The review by David Poole, Timothy Musch and Trenton Colburn on oxygen flow from capillary to mitochondria, which is published in the present issue of this Journal (Poole et al. 2022), deserves highest consideration. It is part of a topical series on “A Century of Exercise Physiology”, in concomitance with the centennial of the Nobel Prize award to Archibald Vivian Hill and Otto Fritz Meyerhof. This review celebrates another giant of twentieth century physiology, Nobel Prize winner, August Krogh, who published his masterpiece on the anatomy and physiology of capillaries exactly 100 years ago (Krogh 1922).

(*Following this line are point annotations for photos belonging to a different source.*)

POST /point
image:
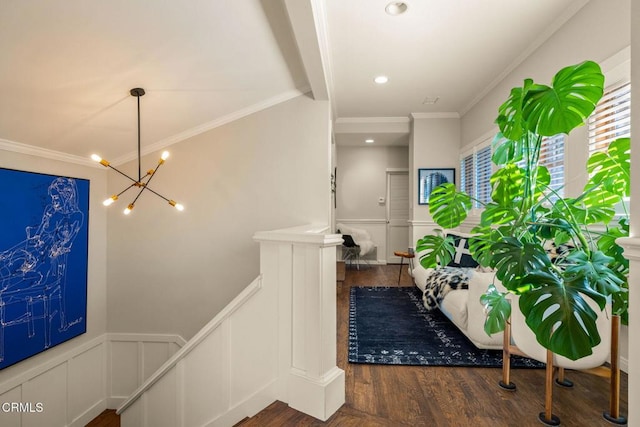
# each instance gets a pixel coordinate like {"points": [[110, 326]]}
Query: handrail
{"points": [[226, 312]]}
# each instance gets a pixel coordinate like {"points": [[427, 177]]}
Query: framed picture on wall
{"points": [[43, 262], [428, 179]]}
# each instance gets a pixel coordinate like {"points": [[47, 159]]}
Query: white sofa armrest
{"points": [[478, 284]]}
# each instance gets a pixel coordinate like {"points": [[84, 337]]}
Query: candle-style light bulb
{"points": [[176, 205], [100, 160], [110, 200]]}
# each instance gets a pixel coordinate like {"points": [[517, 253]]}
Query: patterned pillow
{"points": [[440, 282], [462, 257]]}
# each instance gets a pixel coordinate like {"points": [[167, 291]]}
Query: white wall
{"points": [[434, 143], [68, 378], [599, 31], [362, 179], [172, 272]]}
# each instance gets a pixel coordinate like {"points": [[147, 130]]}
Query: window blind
{"points": [[466, 174], [483, 175], [552, 156], [611, 119]]}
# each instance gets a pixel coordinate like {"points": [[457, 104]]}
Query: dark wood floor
{"points": [[398, 396]]}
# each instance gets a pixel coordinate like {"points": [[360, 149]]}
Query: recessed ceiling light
{"points": [[430, 100], [396, 8]]}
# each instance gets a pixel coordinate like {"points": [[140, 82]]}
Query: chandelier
{"points": [[142, 183]]}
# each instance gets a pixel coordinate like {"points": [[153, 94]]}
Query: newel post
{"points": [[631, 247], [301, 263]]}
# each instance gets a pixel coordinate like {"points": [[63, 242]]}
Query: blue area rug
{"points": [[390, 326]]}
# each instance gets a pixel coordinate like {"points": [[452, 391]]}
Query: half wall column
{"points": [[301, 262]]}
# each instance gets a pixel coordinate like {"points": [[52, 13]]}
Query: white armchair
{"points": [[362, 239]]}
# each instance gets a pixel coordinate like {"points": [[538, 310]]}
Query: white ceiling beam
{"points": [[308, 22]]}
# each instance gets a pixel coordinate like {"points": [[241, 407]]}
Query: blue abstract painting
{"points": [[43, 262]]}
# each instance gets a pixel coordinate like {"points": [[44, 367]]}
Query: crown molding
{"points": [[526, 53], [32, 150], [236, 115], [359, 120], [443, 115]]}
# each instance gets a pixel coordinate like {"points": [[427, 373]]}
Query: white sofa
{"points": [[463, 307]]}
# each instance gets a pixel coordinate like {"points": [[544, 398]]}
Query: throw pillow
{"points": [[462, 257]]}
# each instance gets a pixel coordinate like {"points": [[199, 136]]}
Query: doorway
{"points": [[397, 214]]}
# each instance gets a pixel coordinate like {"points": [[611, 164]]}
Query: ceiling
{"points": [[67, 65]]}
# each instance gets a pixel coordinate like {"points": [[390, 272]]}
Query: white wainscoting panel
{"points": [[132, 358], [78, 385], [45, 388], [70, 389], [8, 418], [275, 340], [87, 372]]}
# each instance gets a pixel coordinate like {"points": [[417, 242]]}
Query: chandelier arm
{"points": [[126, 189], [123, 174], [158, 194], [139, 193]]}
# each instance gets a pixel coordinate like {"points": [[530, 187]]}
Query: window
{"points": [[612, 117], [552, 156], [475, 172]]}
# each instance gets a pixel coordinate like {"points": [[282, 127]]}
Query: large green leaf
{"points": [[563, 106], [496, 214], [438, 250], [514, 259], [481, 242], [608, 245], [610, 169], [560, 317], [447, 206], [574, 211], [506, 150], [498, 310], [509, 118], [507, 183]]}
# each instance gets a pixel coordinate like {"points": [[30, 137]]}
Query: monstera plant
{"points": [[526, 215]]}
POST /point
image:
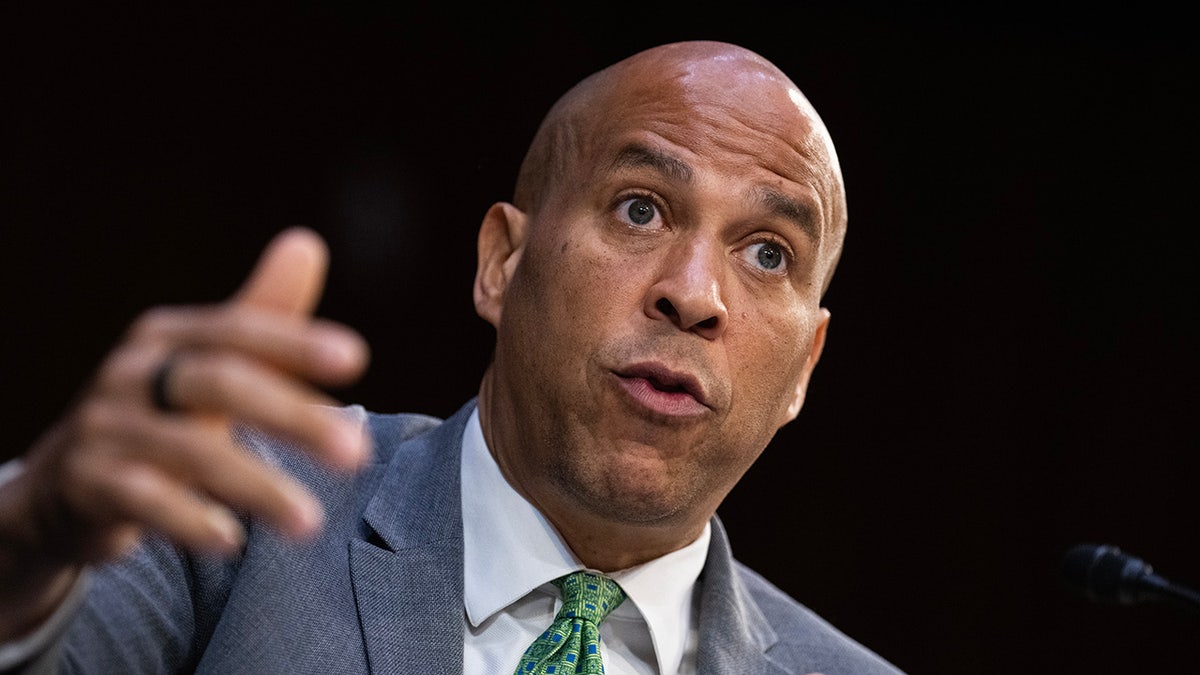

The review is very stimulating, rich and well thought. Its structure is analytic, encompassing all the steps between the red blood cell and the muscle fibre mitochondria. Each is discussed in detail, following the peripheral oxygen pathway, which is rigorously analyzed step by step both structurally and functionally. Their description of oxygen diffusion outside the capillary goes beyond August Krogh’s paradigm of a homogeneous diffusion process through straight capillaries (Krogh 1922). Table 1 of their review is a nice synoptic summary of the proposed change of paradigm, in which the traditional and the contemporary visions of oxygen flow to tissues are compared. Some sections on cellular mechanisms are beautiful examples of clarity, logical thinking and sequential organization of the information. Assumptions and limitations are explicitly presented.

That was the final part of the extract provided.